Apple’s dystopian workplace series “Severance” is every Big Tech worker’s nightmare

The first thing you notice about the new Apple TV+ series Severance is how very Apple it is. From the minimalist sets, to the austere lighting, to the precise economy of words delivered by its characters, it all has that Jony Ive less-is-more touch. 

But beneath the surface, what Severance does best is portray the deep dread of office drone life, the one so many US workers have rebelled against via the Great Resignation. Set in a fictional company called Lumon Industries, the workers of Severance have volunteered to allow their minds to be separated into work life and home life—a process called severance—with neither half having a memory of the other.  

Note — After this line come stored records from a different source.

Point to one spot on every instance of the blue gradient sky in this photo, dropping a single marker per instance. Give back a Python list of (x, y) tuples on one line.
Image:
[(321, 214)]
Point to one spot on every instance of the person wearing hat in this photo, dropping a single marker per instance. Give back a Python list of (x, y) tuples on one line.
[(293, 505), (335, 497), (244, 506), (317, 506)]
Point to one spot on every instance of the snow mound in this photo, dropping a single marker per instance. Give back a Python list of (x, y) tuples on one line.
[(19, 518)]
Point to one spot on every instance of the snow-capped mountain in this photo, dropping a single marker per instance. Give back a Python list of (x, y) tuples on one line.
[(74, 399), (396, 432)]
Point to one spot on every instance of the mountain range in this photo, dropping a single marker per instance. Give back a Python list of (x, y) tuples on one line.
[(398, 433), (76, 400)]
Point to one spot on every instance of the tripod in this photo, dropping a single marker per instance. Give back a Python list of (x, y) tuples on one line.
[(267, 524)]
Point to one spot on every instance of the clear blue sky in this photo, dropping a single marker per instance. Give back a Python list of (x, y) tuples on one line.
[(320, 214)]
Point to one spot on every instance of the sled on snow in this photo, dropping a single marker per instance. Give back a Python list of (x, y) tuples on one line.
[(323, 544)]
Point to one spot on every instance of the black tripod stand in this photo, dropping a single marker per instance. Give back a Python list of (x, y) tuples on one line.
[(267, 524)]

“It really was born of my own corporate misery,” show creator Dan Erickson told Variety, citing his early days as an office worker in Los Angeles.  

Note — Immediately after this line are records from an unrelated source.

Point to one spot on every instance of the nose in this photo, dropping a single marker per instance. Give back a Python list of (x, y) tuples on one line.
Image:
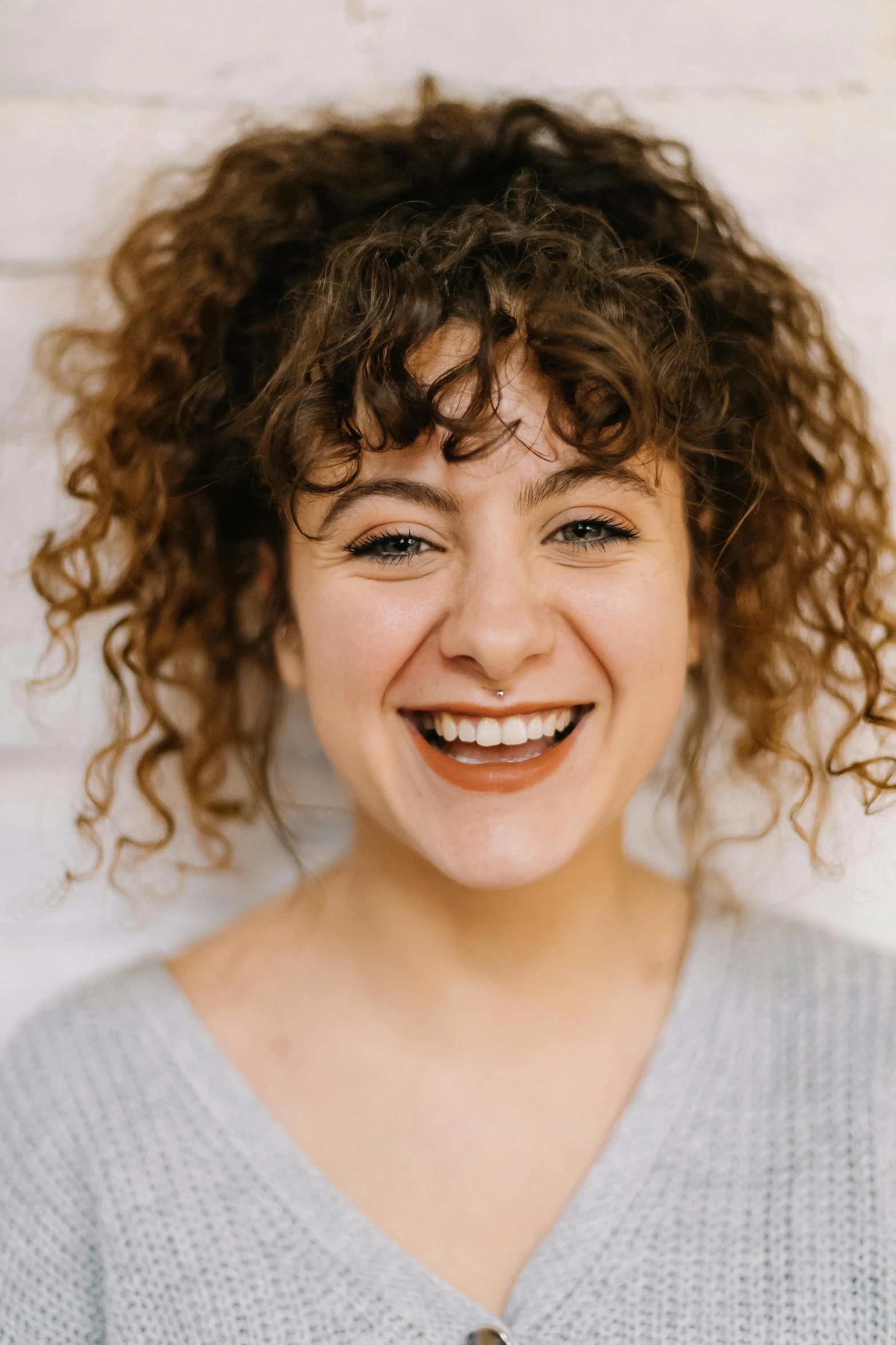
[(497, 620)]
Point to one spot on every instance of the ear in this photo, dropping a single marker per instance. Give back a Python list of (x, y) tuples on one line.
[(288, 652)]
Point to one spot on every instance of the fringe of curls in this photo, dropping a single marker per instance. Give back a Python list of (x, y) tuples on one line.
[(273, 310)]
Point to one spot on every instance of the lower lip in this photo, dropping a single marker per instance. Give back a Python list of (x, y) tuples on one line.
[(501, 778)]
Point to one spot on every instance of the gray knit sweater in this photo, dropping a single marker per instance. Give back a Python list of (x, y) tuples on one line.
[(747, 1195)]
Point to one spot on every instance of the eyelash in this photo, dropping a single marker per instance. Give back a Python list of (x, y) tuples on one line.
[(613, 533)]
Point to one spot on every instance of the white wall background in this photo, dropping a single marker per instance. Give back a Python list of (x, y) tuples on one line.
[(791, 109)]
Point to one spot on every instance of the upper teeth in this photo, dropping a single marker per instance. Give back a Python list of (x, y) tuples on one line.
[(489, 733)]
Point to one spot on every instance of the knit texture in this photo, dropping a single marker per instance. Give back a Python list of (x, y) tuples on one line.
[(747, 1193)]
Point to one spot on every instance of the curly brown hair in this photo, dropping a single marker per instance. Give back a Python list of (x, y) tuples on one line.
[(292, 283)]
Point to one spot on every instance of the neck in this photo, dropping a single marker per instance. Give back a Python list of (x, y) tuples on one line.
[(593, 916)]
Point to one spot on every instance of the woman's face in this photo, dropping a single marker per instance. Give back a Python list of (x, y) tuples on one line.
[(495, 652)]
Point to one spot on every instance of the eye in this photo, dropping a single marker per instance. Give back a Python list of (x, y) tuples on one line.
[(593, 533), (391, 548)]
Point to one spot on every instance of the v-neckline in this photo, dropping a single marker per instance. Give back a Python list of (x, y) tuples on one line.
[(585, 1225)]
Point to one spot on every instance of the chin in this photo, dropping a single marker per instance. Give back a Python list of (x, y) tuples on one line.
[(501, 856)]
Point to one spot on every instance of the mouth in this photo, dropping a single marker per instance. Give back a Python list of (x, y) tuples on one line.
[(495, 753)]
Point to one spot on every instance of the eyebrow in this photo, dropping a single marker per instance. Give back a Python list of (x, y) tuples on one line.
[(416, 493), (558, 483), (531, 495)]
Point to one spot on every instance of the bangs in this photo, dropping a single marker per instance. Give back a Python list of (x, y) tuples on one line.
[(413, 331)]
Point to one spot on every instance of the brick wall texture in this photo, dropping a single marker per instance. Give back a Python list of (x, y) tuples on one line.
[(791, 110)]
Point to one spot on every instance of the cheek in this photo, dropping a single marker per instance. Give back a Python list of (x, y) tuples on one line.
[(358, 635), (637, 626)]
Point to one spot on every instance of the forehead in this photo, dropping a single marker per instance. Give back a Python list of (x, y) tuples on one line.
[(519, 455)]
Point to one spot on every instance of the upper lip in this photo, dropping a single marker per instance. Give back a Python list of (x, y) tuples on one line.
[(493, 712)]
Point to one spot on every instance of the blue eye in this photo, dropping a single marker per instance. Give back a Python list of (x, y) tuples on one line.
[(390, 548), (593, 533)]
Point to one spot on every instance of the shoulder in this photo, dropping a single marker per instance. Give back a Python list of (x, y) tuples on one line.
[(71, 1063), (818, 995), (67, 1078)]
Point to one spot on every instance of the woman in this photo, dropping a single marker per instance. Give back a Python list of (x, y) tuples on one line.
[(493, 434)]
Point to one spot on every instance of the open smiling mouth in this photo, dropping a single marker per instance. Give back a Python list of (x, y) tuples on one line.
[(491, 753)]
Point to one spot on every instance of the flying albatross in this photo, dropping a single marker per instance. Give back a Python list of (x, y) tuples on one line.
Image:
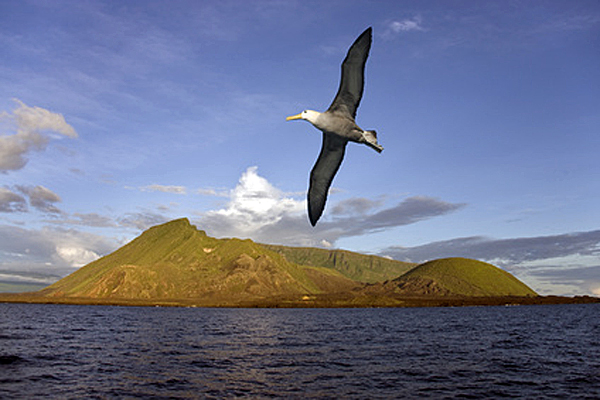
[(338, 125)]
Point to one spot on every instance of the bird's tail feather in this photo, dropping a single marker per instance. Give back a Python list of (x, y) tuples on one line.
[(371, 140)]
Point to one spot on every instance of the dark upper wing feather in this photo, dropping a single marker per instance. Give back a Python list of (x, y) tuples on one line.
[(351, 87), (321, 176)]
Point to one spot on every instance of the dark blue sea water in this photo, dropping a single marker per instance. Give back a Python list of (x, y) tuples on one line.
[(135, 352)]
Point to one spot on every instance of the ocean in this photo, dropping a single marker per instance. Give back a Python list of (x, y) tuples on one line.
[(102, 352)]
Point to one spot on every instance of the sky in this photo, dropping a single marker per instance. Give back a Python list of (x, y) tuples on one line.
[(119, 115)]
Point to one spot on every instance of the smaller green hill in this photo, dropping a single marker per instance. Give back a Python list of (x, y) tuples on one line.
[(459, 277)]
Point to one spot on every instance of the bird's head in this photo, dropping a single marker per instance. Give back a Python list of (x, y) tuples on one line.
[(307, 115)]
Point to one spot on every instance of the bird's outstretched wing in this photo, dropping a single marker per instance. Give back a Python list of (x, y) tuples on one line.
[(349, 94), (321, 176)]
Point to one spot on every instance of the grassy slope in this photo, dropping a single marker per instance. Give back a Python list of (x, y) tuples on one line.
[(174, 260), (466, 277), (358, 267)]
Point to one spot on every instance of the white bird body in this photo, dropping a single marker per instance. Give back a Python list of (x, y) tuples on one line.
[(338, 125)]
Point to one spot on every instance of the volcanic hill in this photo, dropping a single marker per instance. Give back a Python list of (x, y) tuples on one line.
[(457, 277), (177, 264)]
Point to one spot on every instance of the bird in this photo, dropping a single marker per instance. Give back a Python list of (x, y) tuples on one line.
[(338, 125)]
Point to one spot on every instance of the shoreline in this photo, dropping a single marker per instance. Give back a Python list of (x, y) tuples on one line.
[(341, 300)]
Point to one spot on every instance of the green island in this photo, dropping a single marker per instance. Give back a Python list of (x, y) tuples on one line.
[(175, 264)]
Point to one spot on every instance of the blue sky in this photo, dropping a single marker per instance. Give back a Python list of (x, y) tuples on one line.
[(116, 116)]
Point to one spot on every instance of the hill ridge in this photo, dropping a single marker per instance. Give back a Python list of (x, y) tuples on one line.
[(177, 262)]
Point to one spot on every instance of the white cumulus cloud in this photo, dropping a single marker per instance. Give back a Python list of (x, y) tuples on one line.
[(253, 204), (31, 127)]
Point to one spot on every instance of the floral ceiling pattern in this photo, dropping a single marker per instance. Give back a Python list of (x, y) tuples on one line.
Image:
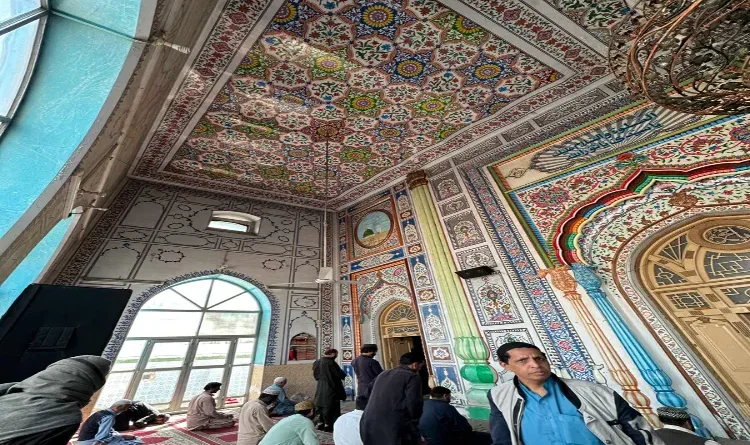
[(375, 81)]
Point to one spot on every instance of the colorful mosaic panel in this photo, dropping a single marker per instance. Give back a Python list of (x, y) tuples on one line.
[(544, 205), (378, 79), (373, 229)]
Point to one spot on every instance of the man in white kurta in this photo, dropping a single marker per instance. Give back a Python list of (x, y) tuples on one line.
[(202, 414), (255, 421)]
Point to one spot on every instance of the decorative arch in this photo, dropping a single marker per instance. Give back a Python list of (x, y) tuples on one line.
[(566, 241), (613, 240), (269, 322), (698, 274)]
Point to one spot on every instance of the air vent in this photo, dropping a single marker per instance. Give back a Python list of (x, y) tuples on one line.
[(234, 222)]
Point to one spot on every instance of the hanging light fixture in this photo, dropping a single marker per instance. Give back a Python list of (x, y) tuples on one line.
[(686, 55)]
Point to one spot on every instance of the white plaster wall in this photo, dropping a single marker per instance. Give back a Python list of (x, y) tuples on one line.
[(154, 233)]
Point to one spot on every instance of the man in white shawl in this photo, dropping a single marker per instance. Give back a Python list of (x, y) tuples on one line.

The show’s theme of office dread has clearly has touched a nerve, as it is now the best-reviewed Apple TV+ original series among critics and fans. 

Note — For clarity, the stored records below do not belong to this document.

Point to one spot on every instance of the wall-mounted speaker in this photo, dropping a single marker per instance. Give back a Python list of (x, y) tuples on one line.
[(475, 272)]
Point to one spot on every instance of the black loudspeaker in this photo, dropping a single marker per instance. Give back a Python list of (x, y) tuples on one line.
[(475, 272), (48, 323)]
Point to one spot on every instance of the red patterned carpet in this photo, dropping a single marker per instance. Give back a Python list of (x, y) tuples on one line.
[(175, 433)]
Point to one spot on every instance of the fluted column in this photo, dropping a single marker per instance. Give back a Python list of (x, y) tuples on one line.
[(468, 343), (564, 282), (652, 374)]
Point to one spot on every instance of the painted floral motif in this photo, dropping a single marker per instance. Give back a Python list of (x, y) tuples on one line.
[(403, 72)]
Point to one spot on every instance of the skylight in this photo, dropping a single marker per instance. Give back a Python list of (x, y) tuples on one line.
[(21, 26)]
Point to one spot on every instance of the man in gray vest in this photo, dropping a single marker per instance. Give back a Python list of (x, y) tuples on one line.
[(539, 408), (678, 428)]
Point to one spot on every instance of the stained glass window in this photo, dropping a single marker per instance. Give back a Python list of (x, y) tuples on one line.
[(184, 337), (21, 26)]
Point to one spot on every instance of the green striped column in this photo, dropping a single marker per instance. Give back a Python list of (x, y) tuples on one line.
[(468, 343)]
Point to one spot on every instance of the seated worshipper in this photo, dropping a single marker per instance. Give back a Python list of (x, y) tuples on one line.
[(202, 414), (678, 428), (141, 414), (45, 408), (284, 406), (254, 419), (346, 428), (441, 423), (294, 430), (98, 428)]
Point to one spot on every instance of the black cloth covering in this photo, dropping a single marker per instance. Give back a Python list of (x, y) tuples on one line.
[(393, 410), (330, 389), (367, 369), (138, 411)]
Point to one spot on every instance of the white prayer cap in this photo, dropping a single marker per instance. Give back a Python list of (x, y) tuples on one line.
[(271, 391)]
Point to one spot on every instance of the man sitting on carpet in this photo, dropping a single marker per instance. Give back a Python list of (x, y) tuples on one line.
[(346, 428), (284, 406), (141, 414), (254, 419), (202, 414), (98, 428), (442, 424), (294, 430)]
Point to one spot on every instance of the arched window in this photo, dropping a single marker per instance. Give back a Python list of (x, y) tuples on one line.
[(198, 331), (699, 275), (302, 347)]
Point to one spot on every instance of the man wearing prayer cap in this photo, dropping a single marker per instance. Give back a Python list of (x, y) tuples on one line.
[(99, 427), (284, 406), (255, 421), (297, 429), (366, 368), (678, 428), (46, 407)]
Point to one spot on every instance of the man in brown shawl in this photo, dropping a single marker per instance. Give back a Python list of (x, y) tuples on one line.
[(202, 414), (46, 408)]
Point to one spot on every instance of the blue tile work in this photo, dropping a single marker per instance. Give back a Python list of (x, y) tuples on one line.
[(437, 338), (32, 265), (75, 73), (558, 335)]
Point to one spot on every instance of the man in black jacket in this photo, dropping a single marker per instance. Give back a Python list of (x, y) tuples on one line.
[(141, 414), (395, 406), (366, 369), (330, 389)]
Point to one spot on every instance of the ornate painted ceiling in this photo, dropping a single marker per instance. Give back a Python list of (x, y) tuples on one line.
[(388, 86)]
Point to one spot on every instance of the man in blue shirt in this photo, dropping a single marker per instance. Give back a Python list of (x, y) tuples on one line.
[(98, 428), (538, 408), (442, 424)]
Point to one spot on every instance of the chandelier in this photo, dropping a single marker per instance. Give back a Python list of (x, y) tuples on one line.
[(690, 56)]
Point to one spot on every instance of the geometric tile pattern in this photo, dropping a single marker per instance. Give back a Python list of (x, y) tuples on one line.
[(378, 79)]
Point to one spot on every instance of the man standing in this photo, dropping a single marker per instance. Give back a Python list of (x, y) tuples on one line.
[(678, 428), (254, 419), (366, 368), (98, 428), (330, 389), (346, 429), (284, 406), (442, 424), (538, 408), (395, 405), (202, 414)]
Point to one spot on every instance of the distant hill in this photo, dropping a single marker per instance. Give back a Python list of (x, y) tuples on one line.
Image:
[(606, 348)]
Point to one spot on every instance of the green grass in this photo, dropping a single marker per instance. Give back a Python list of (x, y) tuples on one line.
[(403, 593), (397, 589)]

Corporate culture that hits too close to home?

The irony of Severance becoming Apple’s most popular original series to date lies in the fact that the corporate science fiction drama so perfectly mirrors much of what the public has come to know about the tech giant in real life. 

Lumon’s offices, filmed in part at the neo-futuristic Bell Labs Holmdel Complex in New Jersey, are oddly reminiscent of Apple’s own Apple Park campus in Cupertino, California, in 2017. The 1970s-style computer terminals used by the characters, played by Adam Scott, John Turturro, Christopher Walken, and Patricia Arquette, also have the faint whiff of Apple’s original design aesthetics made famous by the 1984 Macintosh computer. 

Similarly, the memory-inhibiting procedure, which is, according to non-severanced managers, meant to protect corporate secrets, echoes the notoriously stringent approach Apple takes toward secrecy. In 2021, a terse letter from Apple CEO Tim Cook leaked in which he told employees, “people who leak confidential information do not belong here.”

Apple’s real life as science fiction

Aside from the many similarities shared by Apple and Lumon on an organizational level, Severance also mocks the modern corporate culture of psychometrics as a productivity tool. Scott’s Macro-Data Refinement team is frequently pummeled back into compliance with dictums that could be pulled from the pages of Gallup’s StrengthsFinder 2.0

The invasive nature of the severance procedure—think Elon Musk’s Neuralink brain chip—as well as public protests against the practice, indicates that this could be some form of prison. The metaphor works as a dystopian take on incarceration and as a critique on the modern office-as-second-home proffered by the likes of Apple, Google, and Facebook. 

“Hell is just the product of a morbid human imagination,” Arquette’s character says during a management meeting. “The bad news is whatever humans can imagine, they can usually create.”